L’Aes Sedai se retourna en fronçant les sourcils d’un air distrait. « Comment ? Oh, c’est vous, mon enfant. Moiraine est partie. Et votre amie, Nynaeve, est déjà à bord de la Reine de la Rivière. Il a fallu que je la pousse moi-même de force dans une barque, elle criait qu’elle ne voulait pas partir sans vous. Par la Lumière, quel combat ! Vous-même devriez être à bord. Trouvez une barque qui vous conduise à la Reine de la Rivière. Vous deux voyagerez avec l’Amyrlin, alors tenez-vous à carreau une fois à bord. Pas de scènes, pas de caprices.

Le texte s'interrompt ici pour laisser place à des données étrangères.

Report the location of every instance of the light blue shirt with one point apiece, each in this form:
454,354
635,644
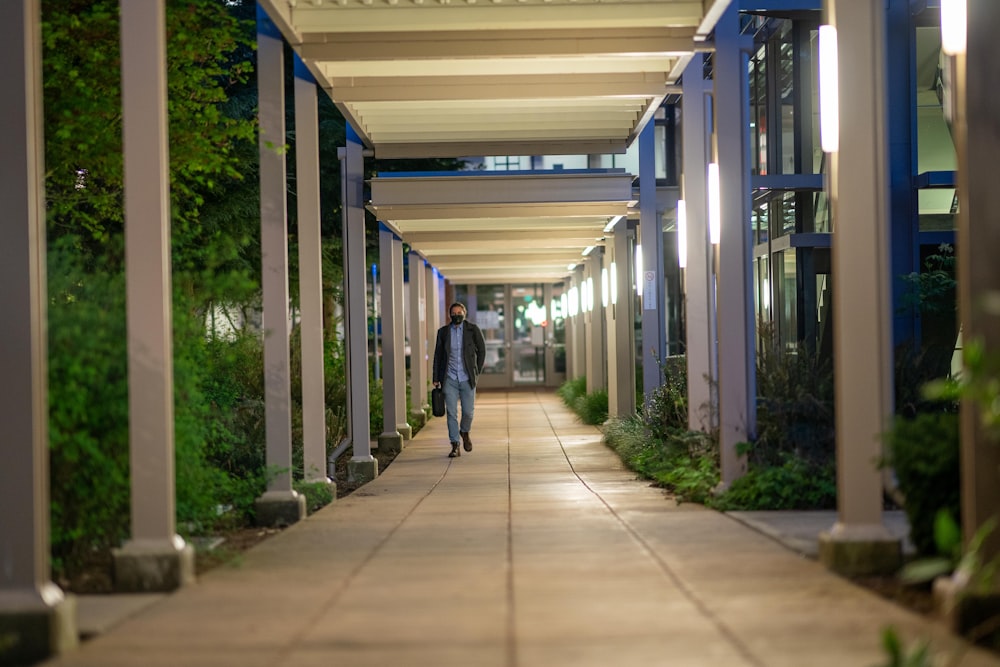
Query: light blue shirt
456,367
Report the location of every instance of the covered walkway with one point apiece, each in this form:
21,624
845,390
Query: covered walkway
537,548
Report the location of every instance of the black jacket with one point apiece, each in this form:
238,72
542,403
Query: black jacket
473,352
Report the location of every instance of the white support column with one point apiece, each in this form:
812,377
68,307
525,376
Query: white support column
433,299
418,341
737,379
699,295
597,372
621,328
399,336
572,291
31,605
310,277
587,326
859,543
362,466
579,326
390,438
979,273
280,504
654,330
155,558
611,332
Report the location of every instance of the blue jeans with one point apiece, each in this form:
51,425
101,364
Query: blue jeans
453,391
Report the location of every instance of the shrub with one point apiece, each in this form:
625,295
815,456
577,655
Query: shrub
318,494
795,484
795,415
570,390
592,408
666,411
88,409
686,463
924,452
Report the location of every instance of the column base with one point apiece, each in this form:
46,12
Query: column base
279,509
971,615
419,418
153,566
362,470
390,442
34,627
860,550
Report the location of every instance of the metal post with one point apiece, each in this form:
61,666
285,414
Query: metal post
154,538
654,339
735,316
362,466
280,504
28,597
859,543
310,276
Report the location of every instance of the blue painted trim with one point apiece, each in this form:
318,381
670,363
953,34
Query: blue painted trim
811,240
901,130
617,171
936,237
352,136
787,182
382,227
265,26
301,71
780,5
935,179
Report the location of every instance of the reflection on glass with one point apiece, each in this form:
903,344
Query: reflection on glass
530,324
490,318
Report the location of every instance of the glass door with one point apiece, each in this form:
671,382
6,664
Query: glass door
525,333
528,340
488,307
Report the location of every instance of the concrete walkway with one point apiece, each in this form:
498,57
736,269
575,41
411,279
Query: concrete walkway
537,549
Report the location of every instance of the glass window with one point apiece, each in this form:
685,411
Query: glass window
788,209
760,223
788,328
787,98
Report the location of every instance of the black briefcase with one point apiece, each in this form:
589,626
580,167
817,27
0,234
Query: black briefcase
437,401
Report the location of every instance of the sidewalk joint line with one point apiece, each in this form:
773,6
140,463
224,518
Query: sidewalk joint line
685,590
331,602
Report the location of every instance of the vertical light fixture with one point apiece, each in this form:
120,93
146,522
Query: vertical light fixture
604,286
829,90
714,204
954,21
638,269
681,234
614,284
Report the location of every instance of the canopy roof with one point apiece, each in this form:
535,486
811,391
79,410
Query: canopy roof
454,78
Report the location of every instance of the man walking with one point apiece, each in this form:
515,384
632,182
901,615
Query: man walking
459,356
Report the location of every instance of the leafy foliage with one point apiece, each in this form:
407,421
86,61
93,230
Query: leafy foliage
666,411
795,484
88,407
685,462
924,454
898,656
795,415
570,390
592,408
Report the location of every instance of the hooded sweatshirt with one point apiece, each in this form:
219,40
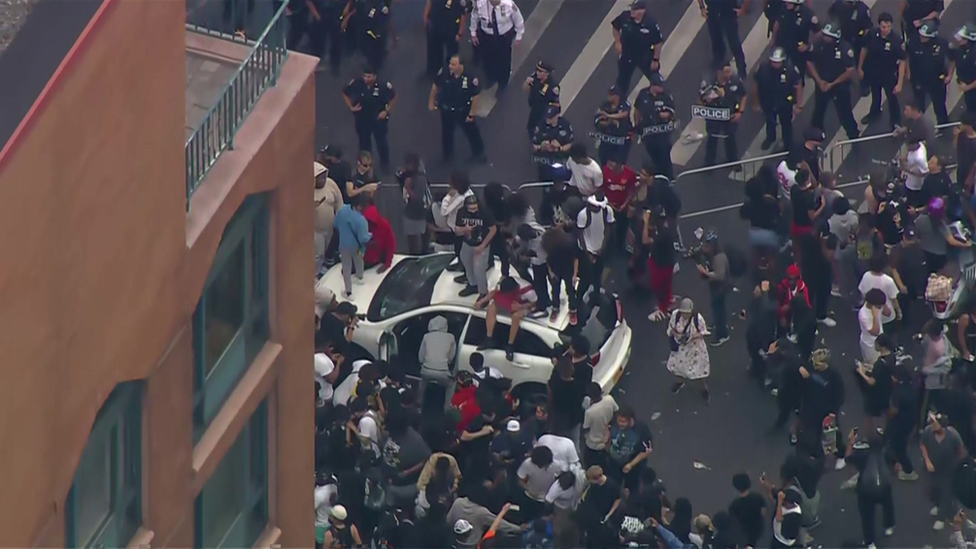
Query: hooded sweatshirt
383,244
438,347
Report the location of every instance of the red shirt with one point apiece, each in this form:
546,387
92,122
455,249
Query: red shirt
618,185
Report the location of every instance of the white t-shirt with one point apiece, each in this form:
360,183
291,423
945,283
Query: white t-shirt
917,161
587,178
323,367
884,283
323,495
596,229
564,453
596,422
786,178
865,319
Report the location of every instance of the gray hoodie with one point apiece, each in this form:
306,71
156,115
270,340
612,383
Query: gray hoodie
438,347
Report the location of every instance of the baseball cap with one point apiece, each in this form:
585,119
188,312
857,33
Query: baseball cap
461,527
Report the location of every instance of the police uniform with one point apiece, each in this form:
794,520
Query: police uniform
928,62
454,97
560,131
640,41
915,10
655,118
883,56
541,95
730,95
723,24
793,29
613,134
779,88
373,99
964,56
854,18
444,21
832,59
376,24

— Moiraine Sedai est sur quel bateau ?

— Moiraine Sedai ne se trouve sur aucun bateau, mon petit. Elle est partie depuis deux jours et l’Amyrlin prend la chose très mal. » Anaiya esquissa une grimace et secoua la tête, sans pour autant détourner des hommes travaillant au chargement la majeure partie de son attention. « D’abord Moiraine s’éclipse avec Lan, puis Liandrin s’en va juste sur les talons de Moiraine et enfin Vérine, aucune d’elles ne laissant un mot pour personne. Vérine n’a même pas emmené son Lige ; Tomas se ronge les ongles d’inquiétude pour elle. » L’Aes Sedai jeta un coup d’œil au ciel. Aucun nuage ne ternissait l’éclat du croissant de lune montante. « Nous allons devoir appeler de nouveau le vent, et cela ne plaira pas non plus à l’Amyrlin. Elle dit qu’elle veut que nous soyons en route pour Tar Valon dans une heure et qu’elle ne tolérera aucun retard. Je n’aimerais pas être Moiraine, Liandrin ou Vérine quand elle les reverra. Elles regretteront de ne pas être de nouveau des novices. Voyons, mon petit, qu’y a-t-il ? »

Egwene respira à fond. Moiraine partie ? Pas possible ! Il faut que je parle à quelqu’un, quelqu’un qui ne me rira pas au nez. Elle se représentait fort bien Anaiya au Champ d’Emond écoutant les problèmes de sa fille ; elle correspondait tout à fait au rôle. « Anaiya Sedai, Rand a des ennuis. »

Anaiya posa sur elle un regard pensif. « Ce grand garçon de votre village ? Il vous manque déjà, hein ? Ma foi, je ne serais pas surprise qu’il se soit mis dans un mauvais cas. Les jeunes gens de son âge en sont coutumiers. Encore que ce soit l’autre – Mat ? – qui paraissait du genre à se fourrer dans le pétrin. Très bien, petite. Je n’ai pas l’intention de me moquer de vous ou de prendre cela à la légère. Quel genre d’ennui et comment le savez-vous ? Lui et le Seigneur Ingtar doivent avoir le Cor et être de retour à Fal Dara, à présent. Ou alors ils ont dû suivre sa piste dans la Dévastation, et à cela on ne peut rien.